By JEREMY LAURANCE
Swallowing vitamin tablets has become part of the daily breakfast routine in many homes, but a study has found that dietary supplements are endangering some people's health.
Britain's biggest safety review of vitamins and minerals, published this week, says people who take excessive doses of some supplements are at risk of cancer, liver damage, loss of feeling in the arms and legs, and weakened bones.
The review is a fresh blow to the dietary supplements industry, worth about $145 million a year in New Zealand, after the Pan Pharmaceuticals scandal.
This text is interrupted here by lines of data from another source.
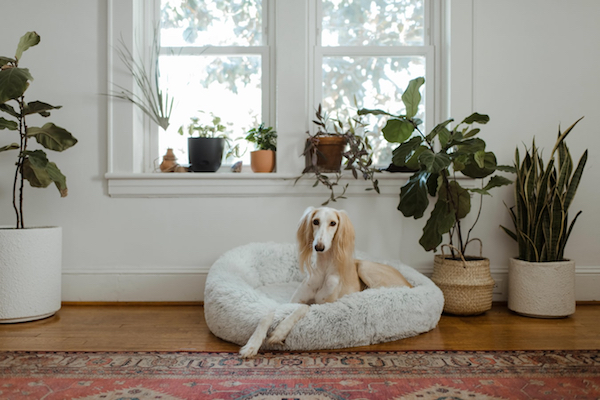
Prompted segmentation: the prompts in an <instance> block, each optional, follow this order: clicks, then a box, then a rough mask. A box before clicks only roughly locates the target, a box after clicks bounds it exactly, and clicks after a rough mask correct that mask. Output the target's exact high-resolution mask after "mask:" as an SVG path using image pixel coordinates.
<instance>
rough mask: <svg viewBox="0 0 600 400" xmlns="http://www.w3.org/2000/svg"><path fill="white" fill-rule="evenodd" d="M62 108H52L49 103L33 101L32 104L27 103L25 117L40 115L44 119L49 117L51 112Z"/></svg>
mask: <svg viewBox="0 0 600 400" xmlns="http://www.w3.org/2000/svg"><path fill="white" fill-rule="evenodd" d="M61 107H62V106H51V105H50V104H48V103H43V102H41V101H32V102H31V103H27V105H26V106H25V109H24V112H25V115H29V114H36V113H37V114H40V115H41V116H42V117H48V116H49V115H50V113H49V112H48V111H50V110H58V109H59V108H61Z"/></svg>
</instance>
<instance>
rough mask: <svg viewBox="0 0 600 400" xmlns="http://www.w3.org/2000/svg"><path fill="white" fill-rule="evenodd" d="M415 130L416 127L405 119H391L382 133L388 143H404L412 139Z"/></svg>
mask: <svg viewBox="0 0 600 400" xmlns="http://www.w3.org/2000/svg"><path fill="white" fill-rule="evenodd" d="M414 130H415V127H414V125H413V124H412V123H411V122H409V121H407V120H405V119H390V120H388V121H387V122H386V124H385V126H384V127H383V129H381V132H383V137H384V138H385V140H387V141H388V142H391V143H402V142H404V141H406V139H408V138H409V137H410V135H411V134H412V133H413V131H414Z"/></svg>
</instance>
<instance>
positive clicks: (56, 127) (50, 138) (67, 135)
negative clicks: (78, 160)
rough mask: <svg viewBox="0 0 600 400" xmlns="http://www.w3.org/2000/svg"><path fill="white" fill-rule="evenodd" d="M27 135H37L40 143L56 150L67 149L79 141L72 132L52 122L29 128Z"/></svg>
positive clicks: (35, 136) (28, 129)
mask: <svg viewBox="0 0 600 400" xmlns="http://www.w3.org/2000/svg"><path fill="white" fill-rule="evenodd" d="M27 136H29V137H35V139H36V140H37V142H38V143H39V144H41V145H42V146H44V147H45V148H47V149H50V150H54V151H63V150H66V149H68V148H69V147H72V146H74V145H75V144H76V143H77V139H75V138H74V137H73V135H71V133H70V132H68V131H67V130H66V129H63V128H61V127H59V126H56V125H54V124H53V123H52V122H48V123H47V124H44V126H43V127H41V128H35V127H30V128H28V129H27Z"/></svg>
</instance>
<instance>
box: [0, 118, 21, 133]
mask: <svg viewBox="0 0 600 400" xmlns="http://www.w3.org/2000/svg"><path fill="white" fill-rule="evenodd" d="M0 129H8V130H11V131H16V130H18V129H19V124H17V123H16V122H15V121H10V120H8V119H5V118H2V117H0Z"/></svg>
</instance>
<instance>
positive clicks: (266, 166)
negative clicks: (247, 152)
mask: <svg viewBox="0 0 600 400" xmlns="http://www.w3.org/2000/svg"><path fill="white" fill-rule="evenodd" d="M246 140H247V141H249V142H251V143H255V144H256V150H255V151H252V152H250V167H251V168H252V171H254V172H273V170H274V169H275V151H276V150H277V132H276V131H275V130H273V128H272V127H270V126H269V127H265V124H264V123H262V124H260V125H259V126H258V127H255V128H252V129H250V130H249V131H248V132H247V135H246Z"/></svg>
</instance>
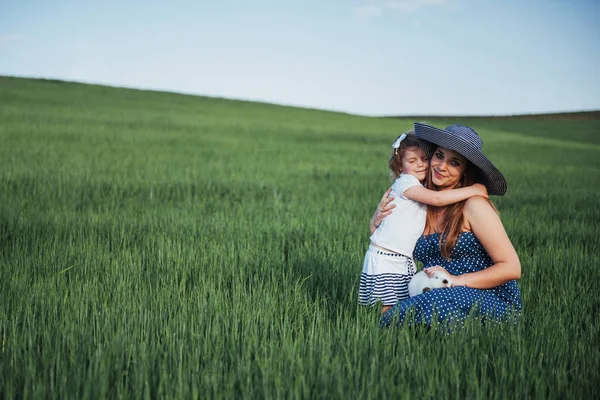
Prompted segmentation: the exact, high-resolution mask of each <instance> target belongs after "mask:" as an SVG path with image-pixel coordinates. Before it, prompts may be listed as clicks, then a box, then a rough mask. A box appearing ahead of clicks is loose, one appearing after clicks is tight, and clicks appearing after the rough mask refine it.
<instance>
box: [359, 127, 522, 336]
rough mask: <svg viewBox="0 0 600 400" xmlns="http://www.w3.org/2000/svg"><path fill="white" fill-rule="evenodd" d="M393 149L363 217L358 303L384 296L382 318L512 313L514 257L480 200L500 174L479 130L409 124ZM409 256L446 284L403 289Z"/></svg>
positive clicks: (463, 316)
mask: <svg viewBox="0 0 600 400" xmlns="http://www.w3.org/2000/svg"><path fill="white" fill-rule="evenodd" d="M392 148H393V153H392V156H391V159H390V162H389V166H390V170H391V176H392V178H393V179H394V183H393V185H392V187H391V188H390V190H388V191H387V192H386V194H385V195H384V197H383V198H382V200H381V203H380V204H379V207H378V208H377V211H376V212H375V214H374V215H373V219H372V220H371V244H370V246H369V249H368V251H367V253H366V255H365V260H364V264H363V270H362V273H361V280H360V289H359V301H360V303H361V304H363V305H374V304H377V303H381V304H383V308H382V317H381V322H380V324H381V325H382V326H384V327H387V326H390V325H391V324H401V323H403V322H404V320H405V319H406V318H407V314H409V315H410V316H411V317H410V319H409V320H408V321H407V322H410V323H412V322H414V323H416V324H427V325H432V323H434V321H436V322H438V323H443V324H447V323H450V322H455V323H456V322H457V323H461V322H462V321H464V320H465V319H466V318H467V317H469V316H474V317H477V318H478V319H480V320H481V321H486V320H488V319H492V320H504V319H506V318H507V317H509V316H510V315H512V313H513V312H517V313H518V312H520V311H521V308H522V303H521V294H520V292H519V288H518V286H517V282H516V280H518V279H519V278H520V277H521V264H520V261H519V257H518V256H517V253H516V251H515V249H514V247H513V245H512V243H511V241H510V239H509V238H508V235H507V234H506V231H505V229H504V226H503V225H502V222H501V220H500V217H499V215H498V212H497V210H496V208H495V207H494V205H493V204H492V203H491V202H490V201H489V199H488V195H497V196H502V195H503V194H504V193H505V192H506V189H507V185H506V180H505V179H504V176H503V175H502V173H500V171H498V169H497V168H496V167H495V166H494V165H493V164H492V162H491V161H489V160H488V158H487V157H486V156H485V155H484V154H483V151H482V148H483V143H482V141H481V138H480V137H479V135H478V134H477V132H475V130H473V129H472V128H469V127H467V126H464V125H451V126H448V127H447V128H445V129H440V128H436V127H433V126H429V125H425V124H420V123H415V124H414V133H413V132H409V133H407V134H403V135H401V136H400V137H399V138H398V139H396V141H395V142H394V144H393V146H392ZM413 257H414V258H415V259H417V260H419V261H420V262H422V263H423V266H424V271H425V273H426V274H427V275H429V276H430V277H434V276H435V277H436V278H437V277H439V276H444V277H447V278H448V279H447V282H448V285H447V286H448V287H445V288H437V289H432V290H428V291H425V292H423V293H420V294H418V295H416V296H413V297H409V293H408V285H409V282H410V281H411V279H412V278H413V276H414V275H415V274H416V268H415V262H414V259H413ZM413 283H414V282H413ZM413 318H414V319H413Z"/></svg>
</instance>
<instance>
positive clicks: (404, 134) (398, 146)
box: [392, 133, 406, 150]
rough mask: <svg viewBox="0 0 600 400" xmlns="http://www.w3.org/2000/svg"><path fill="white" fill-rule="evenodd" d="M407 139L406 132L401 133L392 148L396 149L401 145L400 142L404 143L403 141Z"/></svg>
mask: <svg viewBox="0 0 600 400" xmlns="http://www.w3.org/2000/svg"><path fill="white" fill-rule="evenodd" d="M404 139H406V133H403V134H402V135H400V136H399V137H398V139H396V141H395V142H394V144H393V145H392V149H394V150H396V149H398V148H399V147H400V143H402V141H403V140H404Z"/></svg>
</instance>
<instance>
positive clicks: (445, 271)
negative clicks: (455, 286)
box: [423, 265, 464, 287]
mask: <svg viewBox="0 0 600 400" xmlns="http://www.w3.org/2000/svg"><path fill="white" fill-rule="evenodd" d="M423 271H425V273H426V274H427V276H428V277H430V278H431V277H433V274H435V273H436V272H442V273H444V274H446V275H448V277H449V278H450V279H452V287H454V286H464V284H463V279H462V278H464V276H463V275H452V274H451V273H449V272H448V271H446V270H445V269H444V268H443V267H441V266H439V265H435V266H433V267H429V268H423Z"/></svg>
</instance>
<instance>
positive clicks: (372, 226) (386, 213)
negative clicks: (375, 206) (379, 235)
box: [369, 188, 396, 235]
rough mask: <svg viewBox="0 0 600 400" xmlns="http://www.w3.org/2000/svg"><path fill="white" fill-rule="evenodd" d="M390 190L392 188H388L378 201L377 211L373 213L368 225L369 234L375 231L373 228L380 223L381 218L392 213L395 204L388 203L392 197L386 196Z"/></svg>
mask: <svg viewBox="0 0 600 400" xmlns="http://www.w3.org/2000/svg"><path fill="white" fill-rule="evenodd" d="M391 191H392V188H389V189H388V190H387V191H386V192H385V193H384V195H383V197H382V198H381V201H380V202H379V206H377V211H375V214H373V218H371V224H370V226H369V228H370V231H371V235H372V234H373V232H375V229H377V227H378V226H379V225H381V222H382V221H383V219H384V218H385V217H387V216H388V215H390V214H391V213H392V210H393V209H394V208H395V207H396V205H395V204H390V202H391V201H392V200H394V198H393V197H388V196H389V195H390V192H391Z"/></svg>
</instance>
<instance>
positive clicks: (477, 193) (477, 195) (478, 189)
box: [472, 183, 489, 199]
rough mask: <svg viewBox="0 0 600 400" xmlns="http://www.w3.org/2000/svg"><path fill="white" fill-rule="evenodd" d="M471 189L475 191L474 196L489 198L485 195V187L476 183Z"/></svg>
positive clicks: (473, 185)
mask: <svg viewBox="0 0 600 400" xmlns="http://www.w3.org/2000/svg"><path fill="white" fill-rule="evenodd" d="M472 187H473V189H475V191H476V196H481V197H485V198H486V199H487V198H489V196H488V194H487V188H486V187H485V185H482V184H481V183H476V184H474V185H473V186H472Z"/></svg>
About a third of New Zealanders take supplements regularly, the National Nutrition Survey found in the 1990s.
Nutrition professors Jim Mann, of Otago University, and John Birkbeck, of Massey University, this week said people were wasting millions of dollars on unnecessary supplements.
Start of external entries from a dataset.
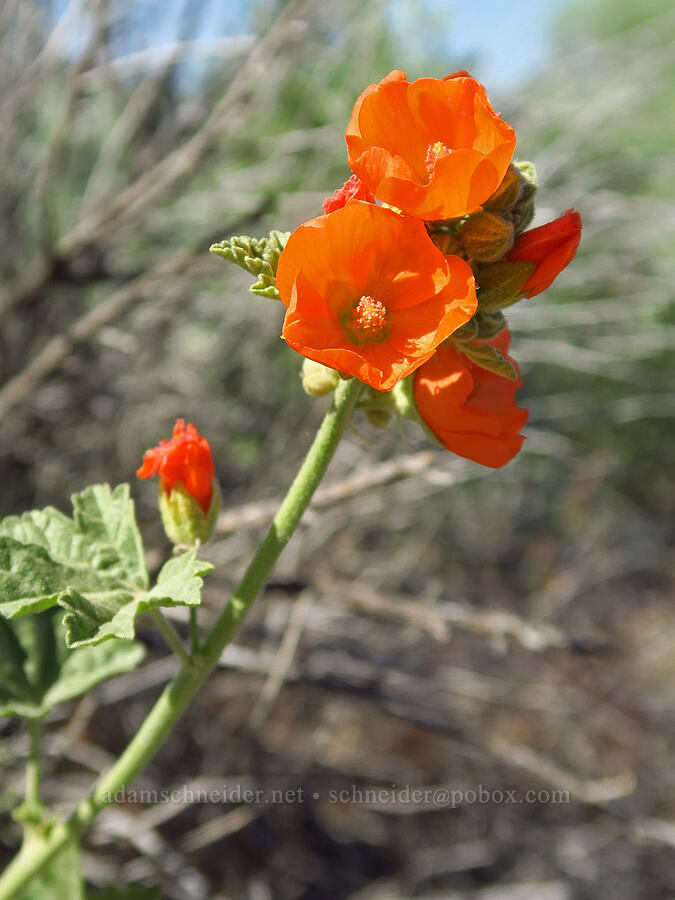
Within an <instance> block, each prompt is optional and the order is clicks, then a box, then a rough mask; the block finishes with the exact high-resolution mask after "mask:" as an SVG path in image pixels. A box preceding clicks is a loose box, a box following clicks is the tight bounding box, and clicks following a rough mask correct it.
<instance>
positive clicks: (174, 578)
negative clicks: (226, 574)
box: [59, 550, 213, 647]
mask: <svg viewBox="0 0 675 900" xmlns="http://www.w3.org/2000/svg"><path fill="white" fill-rule="evenodd" d="M212 569H213V566H211V565H210V564H209V563H206V562H204V561H203V560H199V559H197V558H196V556H195V553H194V551H193V550H190V551H189V552H187V553H184V554H183V555H182V556H178V557H175V558H174V559H171V560H169V562H167V563H166V564H165V565H164V566H163V567H162V570H161V572H160V573H159V576H158V578H157V584H156V585H155V586H154V587H153V588H152V589H151V590H149V591H136V592H132V593H125V592H123V591H119V592H107V593H102V594H91V593H90V594H88V595H87V596H84V595H82V594H80V593H78V592H77V591H74V590H69V591H66V592H64V593H63V594H61V596H60V597H59V604H60V605H61V606H63V607H64V609H66V610H67V613H66V615H65V616H64V619H63V623H64V625H65V626H66V640H67V643H68V646H69V647H82V646H86V645H89V644H98V643H100V642H101V641H105V640H107V639H108V638H111V637H118V638H125V639H130V638H133V636H134V634H135V621H136V619H137V618H138V616H140V615H141V614H142V613H144V612H147V611H148V610H150V609H154V608H155V607H158V606H198V605H199V604H200V603H201V596H202V588H203V586H204V582H203V576H205V575H207V574H208V573H209V572H210V571H211V570H212Z"/></svg>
They want regulations to rein in the health claims made for many supplements and herbal remedies.
The British review, done by the Food Standards Agency, said six supplements could cause irreversible harm if taken in high doses, and three had temporary side-effects.
The six include beta carotene, which has been linked to increased rates of lung cancer in smokers, and vitamin B6, which can lead to loss of feeling in the arms and legs.
It is also said too much vitamin C - which in high doses can cause abdominal pain and diarrhoea - and calcium or iron in supplement form could be damaging although users were unlikely to suffer any long-term effect if they stopped taking them.
One supplement, chromium piccolinate, which is used as a slimming aid, should be banned because it is a potential cause of cancer, the agency says.
New Zealand Food Safety Authority officials say they will study the report.
One said regulations stated maximum daily doses for nine supplements. But the rules were 20 years old, and might be changed after proposed reviews of alternative medicine.
Food standards manager Jenny Reid said that in theory most people got what they needed from a balanced diet.
"But a lot of people aren't eating particularly well-balanced diets."
There were fears that some people took excessive doses of supplements.
"There's always that problem with self-dosage - people thinking, 'a little bit might be good for me so a lot will be better'."
National Nutritional Foods Association president Bill Bracks criticised the British report.
"Overdoses of anything, including water, will kill you," he said.